The Future of XR According to Hugo Swart, Qualcomm

Qualcomm VP tells us about the promising next wave of headsets

This article is the second in a two-part series about our recent interview with Hugo Swart. The first blog, which looks at Qualcomm’s approach to extended reality, can be found here. In this piece, we look at some of the critical questions facing this market as it looks to the future.

The extended reality (XR) market has enjoyed success recently, but the focus is always on what comes next. I expect the answer to that question to be slimmer, lighter and more powerful devices that will run richer content, delivering powerful and immersive experiences for users. Naturally, there are many hurdles to overcome to make this a reality, and I was keen to put some of the questions about the hardware of the future to Hugo Swart, vice president and general manager of Qualcomm’s XR business.

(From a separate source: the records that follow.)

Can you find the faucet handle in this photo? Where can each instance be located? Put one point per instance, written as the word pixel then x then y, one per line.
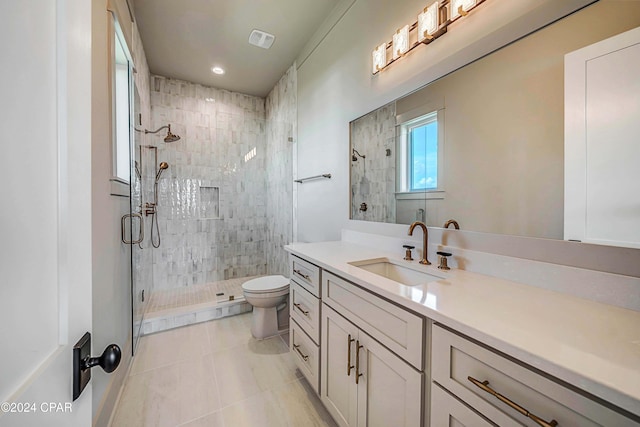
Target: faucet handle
pixel 443 260
pixel 407 255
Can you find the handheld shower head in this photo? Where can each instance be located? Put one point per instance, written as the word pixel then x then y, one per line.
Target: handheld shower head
pixel 161 168
pixel 170 136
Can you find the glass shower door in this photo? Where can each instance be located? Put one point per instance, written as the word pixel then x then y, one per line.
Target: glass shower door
pixel 138 277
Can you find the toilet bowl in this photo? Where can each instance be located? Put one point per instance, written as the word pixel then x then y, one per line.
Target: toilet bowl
pixel 268 295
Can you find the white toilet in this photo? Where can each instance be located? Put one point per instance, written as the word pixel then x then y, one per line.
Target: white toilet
pixel 268 295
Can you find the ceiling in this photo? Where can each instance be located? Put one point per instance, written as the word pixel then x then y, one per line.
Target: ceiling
pixel 185 39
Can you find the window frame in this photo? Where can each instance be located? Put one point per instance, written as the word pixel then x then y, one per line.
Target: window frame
pixel 405 161
pixel 121 121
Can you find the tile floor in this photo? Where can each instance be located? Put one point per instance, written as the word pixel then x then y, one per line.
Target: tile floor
pixel 186 305
pixel 215 374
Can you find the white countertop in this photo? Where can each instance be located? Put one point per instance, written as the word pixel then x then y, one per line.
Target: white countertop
pixel 594 346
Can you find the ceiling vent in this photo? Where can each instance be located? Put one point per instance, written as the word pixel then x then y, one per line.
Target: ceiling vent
pixel 261 39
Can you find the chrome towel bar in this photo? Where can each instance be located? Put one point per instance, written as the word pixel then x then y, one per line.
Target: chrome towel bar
pixel 324 175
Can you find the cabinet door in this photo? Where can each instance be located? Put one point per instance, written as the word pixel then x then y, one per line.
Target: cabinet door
pixel 602 134
pixel 389 390
pixel 338 386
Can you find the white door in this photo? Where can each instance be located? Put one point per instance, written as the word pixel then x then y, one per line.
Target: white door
pixel 602 142
pixel 389 390
pixel 45 209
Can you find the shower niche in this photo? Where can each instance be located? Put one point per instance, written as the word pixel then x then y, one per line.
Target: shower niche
pixel 209 202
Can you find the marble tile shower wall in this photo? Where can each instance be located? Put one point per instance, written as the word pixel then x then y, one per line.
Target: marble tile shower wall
pixel 281 128
pixel 220 130
pixel 373 179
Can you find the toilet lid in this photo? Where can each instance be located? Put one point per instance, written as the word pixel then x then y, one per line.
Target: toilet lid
pixel 266 284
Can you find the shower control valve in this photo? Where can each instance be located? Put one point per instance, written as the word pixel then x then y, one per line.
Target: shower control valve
pixel 149 208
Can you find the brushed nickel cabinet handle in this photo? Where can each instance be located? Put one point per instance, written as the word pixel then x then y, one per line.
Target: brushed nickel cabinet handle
pixel 299 307
pixel 484 386
pixel 297 348
pixel 301 274
pixel 349 365
pixel 358 373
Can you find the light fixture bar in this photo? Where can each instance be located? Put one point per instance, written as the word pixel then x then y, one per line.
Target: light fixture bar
pixel 432 23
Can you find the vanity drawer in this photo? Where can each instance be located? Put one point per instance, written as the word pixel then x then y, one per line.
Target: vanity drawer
pixel 305 355
pixel 447 411
pixel 306 275
pixel 456 361
pixel 305 310
pixel 399 330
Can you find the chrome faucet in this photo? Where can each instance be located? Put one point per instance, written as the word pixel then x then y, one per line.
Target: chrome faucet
pixel 425 233
pixel 451 222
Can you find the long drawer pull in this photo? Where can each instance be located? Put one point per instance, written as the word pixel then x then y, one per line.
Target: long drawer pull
pixel 301 274
pixel 297 348
pixel 349 365
pixel 299 307
pixel 358 373
pixel 484 385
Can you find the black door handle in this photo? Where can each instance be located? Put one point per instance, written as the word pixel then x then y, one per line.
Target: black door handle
pixel 83 362
pixel 108 360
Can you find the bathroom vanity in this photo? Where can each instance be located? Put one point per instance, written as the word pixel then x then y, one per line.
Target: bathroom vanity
pixel 455 347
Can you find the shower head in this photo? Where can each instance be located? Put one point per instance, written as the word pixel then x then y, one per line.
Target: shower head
pixel 170 136
pixel 161 168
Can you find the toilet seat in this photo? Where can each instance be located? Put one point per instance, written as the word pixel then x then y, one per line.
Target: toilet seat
pixel 266 284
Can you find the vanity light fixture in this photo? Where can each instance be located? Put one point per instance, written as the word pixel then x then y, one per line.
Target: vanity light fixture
pixel 428 22
pixel 461 8
pixel 379 58
pixel 432 23
pixel 401 42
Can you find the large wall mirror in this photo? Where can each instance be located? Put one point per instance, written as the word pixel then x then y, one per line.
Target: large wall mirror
pixel 490 135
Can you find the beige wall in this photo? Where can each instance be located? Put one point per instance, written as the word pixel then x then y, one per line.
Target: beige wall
pixel 335 86
pixel 504 127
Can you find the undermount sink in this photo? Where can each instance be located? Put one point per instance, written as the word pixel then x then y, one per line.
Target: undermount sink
pixel 398 272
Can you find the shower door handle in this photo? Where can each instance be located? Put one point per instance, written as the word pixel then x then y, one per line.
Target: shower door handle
pixel 123 227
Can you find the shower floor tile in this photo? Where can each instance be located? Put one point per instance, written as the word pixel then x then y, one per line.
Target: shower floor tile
pixel 172 308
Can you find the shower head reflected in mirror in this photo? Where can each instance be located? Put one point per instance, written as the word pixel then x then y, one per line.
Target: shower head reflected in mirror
pixel 161 168
pixel 353 155
pixel 170 136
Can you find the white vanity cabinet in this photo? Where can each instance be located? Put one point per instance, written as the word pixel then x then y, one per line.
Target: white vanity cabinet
pixel 503 391
pixel 363 383
pixel 304 310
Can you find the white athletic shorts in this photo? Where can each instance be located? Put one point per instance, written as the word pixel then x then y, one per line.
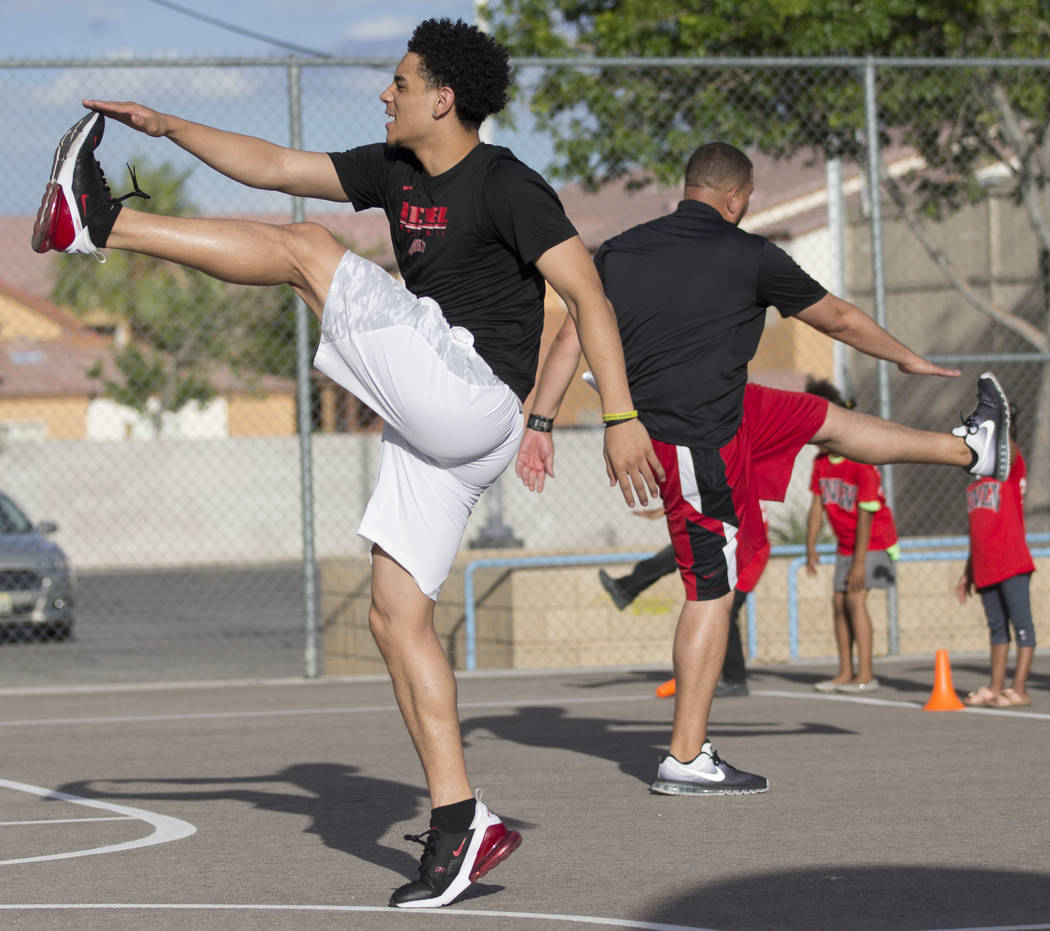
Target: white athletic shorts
pixel 449 425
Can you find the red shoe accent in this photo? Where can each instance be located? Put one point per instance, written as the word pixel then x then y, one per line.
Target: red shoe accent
pixel 496 846
pixel 54 228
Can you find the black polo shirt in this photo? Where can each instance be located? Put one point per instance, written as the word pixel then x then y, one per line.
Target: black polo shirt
pixel 691 293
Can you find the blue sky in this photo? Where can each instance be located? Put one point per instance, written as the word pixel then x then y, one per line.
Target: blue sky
pixel 97 28
pixel 44 102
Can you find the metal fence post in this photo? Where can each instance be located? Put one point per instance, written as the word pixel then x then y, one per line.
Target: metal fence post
pixel 879 295
pixel 302 368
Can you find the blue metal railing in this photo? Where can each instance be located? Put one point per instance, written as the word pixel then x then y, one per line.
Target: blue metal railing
pixel 912 550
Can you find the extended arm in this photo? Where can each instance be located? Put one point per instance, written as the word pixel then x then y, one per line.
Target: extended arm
pixel 536 457
pixel 629 456
pixel 245 159
pixel 848 323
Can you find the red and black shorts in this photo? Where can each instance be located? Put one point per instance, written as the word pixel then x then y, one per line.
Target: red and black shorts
pixel 711 496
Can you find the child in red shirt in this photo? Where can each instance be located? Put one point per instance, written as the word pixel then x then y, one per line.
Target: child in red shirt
pixel 1000 567
pixel 851 494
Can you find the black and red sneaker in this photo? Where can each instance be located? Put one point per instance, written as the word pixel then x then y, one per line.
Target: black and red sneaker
pixel 78 211
pixel 454 861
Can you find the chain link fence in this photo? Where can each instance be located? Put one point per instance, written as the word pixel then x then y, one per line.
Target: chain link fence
pixel 153 414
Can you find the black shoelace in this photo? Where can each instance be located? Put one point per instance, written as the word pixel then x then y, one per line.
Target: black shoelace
pixel 428 840
pixel 971 421
pixel 135 192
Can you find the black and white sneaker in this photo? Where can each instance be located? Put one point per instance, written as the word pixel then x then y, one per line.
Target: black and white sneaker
pixel 707 775
pixel 452 862
pixel 78 211
pixel 987 430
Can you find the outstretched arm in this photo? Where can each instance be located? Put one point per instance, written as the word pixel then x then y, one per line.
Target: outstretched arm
pixel 629 456
pixel 245 159
pixel 848 323
pixel 536 457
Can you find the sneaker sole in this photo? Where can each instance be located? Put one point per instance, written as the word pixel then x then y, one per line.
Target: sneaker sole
pixel 1002 431
pixel 662 787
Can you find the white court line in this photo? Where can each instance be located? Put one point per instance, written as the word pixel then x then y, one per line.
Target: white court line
pixel 428 912
pixel 165 827
pixel 65 820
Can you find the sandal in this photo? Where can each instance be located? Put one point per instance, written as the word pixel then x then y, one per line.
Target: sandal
pixel 982 697
pixel 1012 698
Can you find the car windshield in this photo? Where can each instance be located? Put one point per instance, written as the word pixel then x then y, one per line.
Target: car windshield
pixel 12 520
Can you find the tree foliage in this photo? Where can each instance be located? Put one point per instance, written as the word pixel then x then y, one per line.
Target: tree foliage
pixel 180 323
pixel 611 122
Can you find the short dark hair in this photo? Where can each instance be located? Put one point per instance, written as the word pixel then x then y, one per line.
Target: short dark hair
pixel 470 62
pixel 719 166
pixel 823 388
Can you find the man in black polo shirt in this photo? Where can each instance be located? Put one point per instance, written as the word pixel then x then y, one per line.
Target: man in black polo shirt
pixel 691 292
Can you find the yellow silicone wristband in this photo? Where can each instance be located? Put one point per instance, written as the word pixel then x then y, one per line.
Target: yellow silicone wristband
pixel 612 418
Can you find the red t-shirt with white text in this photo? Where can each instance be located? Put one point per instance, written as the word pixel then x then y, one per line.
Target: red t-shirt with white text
pixel 843 485
pixel 998 547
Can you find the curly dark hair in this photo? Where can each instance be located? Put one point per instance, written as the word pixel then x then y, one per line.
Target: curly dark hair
pixel 823 388
pixel 470 62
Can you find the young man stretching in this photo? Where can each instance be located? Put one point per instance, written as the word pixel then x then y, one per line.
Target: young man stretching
pixel 445 361
pixel 690 292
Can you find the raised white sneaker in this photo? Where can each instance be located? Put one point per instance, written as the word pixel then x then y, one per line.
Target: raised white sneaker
pixel 707 775
pixel 987 430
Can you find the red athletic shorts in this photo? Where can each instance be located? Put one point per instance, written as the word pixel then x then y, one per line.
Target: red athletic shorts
pixel 711 496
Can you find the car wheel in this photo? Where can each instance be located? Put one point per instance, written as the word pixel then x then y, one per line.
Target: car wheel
pixel 61 631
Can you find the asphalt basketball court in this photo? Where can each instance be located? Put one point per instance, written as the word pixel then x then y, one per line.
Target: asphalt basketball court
pixel 282 804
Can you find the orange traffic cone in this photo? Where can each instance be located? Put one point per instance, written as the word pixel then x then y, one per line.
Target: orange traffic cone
pixel 943 698
pixel 667 690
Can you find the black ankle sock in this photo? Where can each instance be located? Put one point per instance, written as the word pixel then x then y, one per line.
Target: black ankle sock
pixel 454 819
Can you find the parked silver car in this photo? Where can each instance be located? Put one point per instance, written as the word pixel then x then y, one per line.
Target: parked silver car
pixel 36 584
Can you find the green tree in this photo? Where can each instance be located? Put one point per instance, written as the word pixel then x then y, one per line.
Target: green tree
pixel 180 323
pixel 609 122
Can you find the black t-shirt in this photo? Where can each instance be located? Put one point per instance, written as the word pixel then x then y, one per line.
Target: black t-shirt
pixel 468 238
pixel 691 292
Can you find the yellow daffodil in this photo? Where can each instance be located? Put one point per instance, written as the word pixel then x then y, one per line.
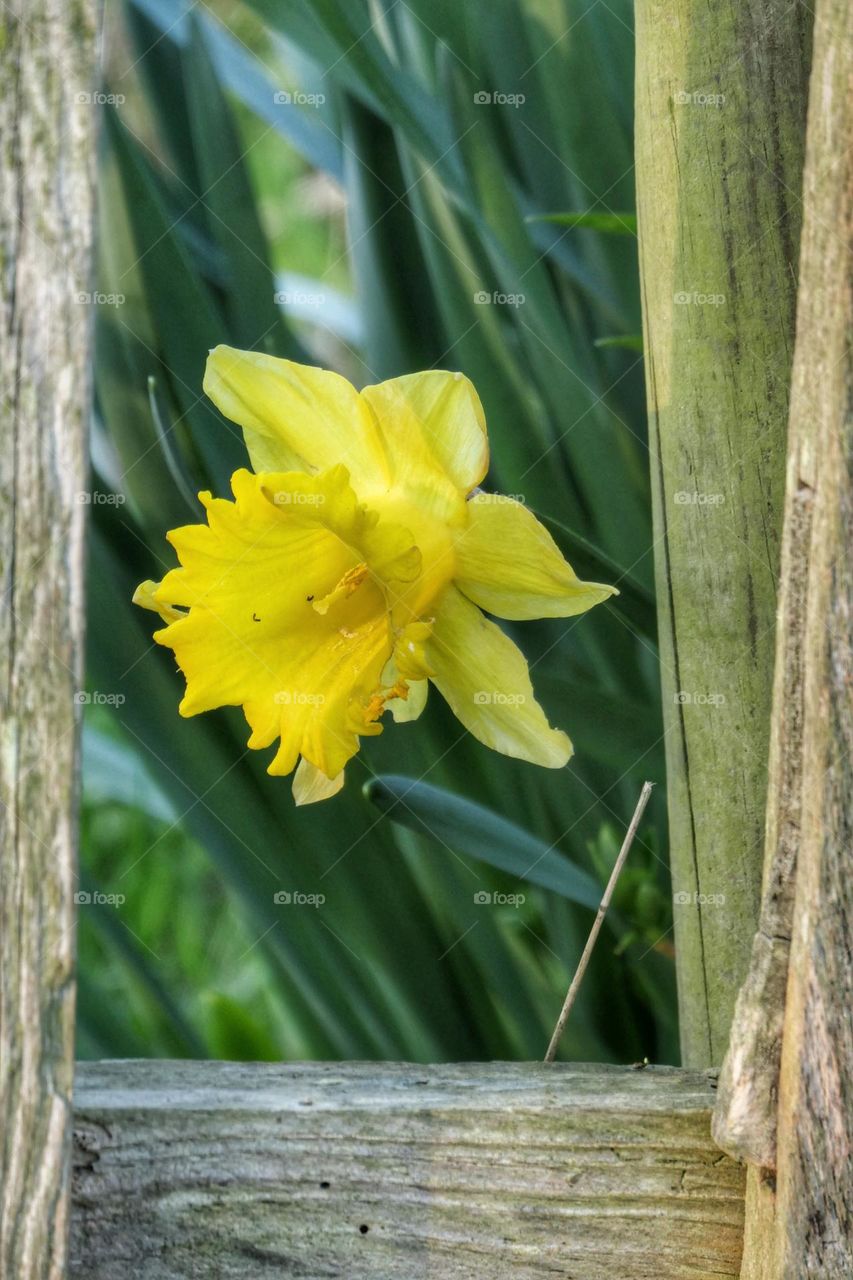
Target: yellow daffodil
pixel 351 568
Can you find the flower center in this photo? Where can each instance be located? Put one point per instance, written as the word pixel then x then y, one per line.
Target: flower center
pixel 433 538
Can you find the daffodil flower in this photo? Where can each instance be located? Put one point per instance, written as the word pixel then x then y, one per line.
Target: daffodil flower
pixel 351 567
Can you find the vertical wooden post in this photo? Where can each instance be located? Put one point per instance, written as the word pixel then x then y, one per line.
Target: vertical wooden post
pixel 720 124
pixel 48 120
pixel 796 1124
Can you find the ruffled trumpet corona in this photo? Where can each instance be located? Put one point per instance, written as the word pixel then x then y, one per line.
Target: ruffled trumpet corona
pixel 351 570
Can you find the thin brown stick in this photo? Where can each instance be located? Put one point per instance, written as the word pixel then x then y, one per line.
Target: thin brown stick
pixel 597 923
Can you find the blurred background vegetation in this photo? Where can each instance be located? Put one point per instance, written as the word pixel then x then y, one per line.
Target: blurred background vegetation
pixel 375 187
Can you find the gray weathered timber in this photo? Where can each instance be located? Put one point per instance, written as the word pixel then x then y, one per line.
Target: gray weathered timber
pixel 720 126
pixel 815 1142
pixel 391 1171
pixel 46 169
pixel 796 1004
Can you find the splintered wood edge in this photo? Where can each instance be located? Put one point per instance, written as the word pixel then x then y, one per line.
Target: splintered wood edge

One of the biggest challenges to the progress of XR is the processing requirements for visually rich content. As games, video and other emerging formats develop, they will need more computing power. However, this runs directly against the goal to make virtual and augmented reality (VR and AR) headsets smaller, as more power demands more space on a device. It’s a conundrum that the industry is working hard to solve, and I was eager to hear Hugo’s perspective.

“In any VR or AR headset, you have a limitation on how much power you can dissipate,” Hugo says. “But for some of these new XR experiences, I will need even more power than we need now. And that’s where I think that distributed processing will become imperative. The headset will always do some of the work. The phone can do some rendering. And the cloud is going to play a part too. When this comes together, you can do it dynamically.”

He continues, “This means, depending on how much power or battery I have on the device, the connection quality, latency and so forth, I can dynamically adjust. But this isn’t easy to solve, and it’s going to take some time to do.”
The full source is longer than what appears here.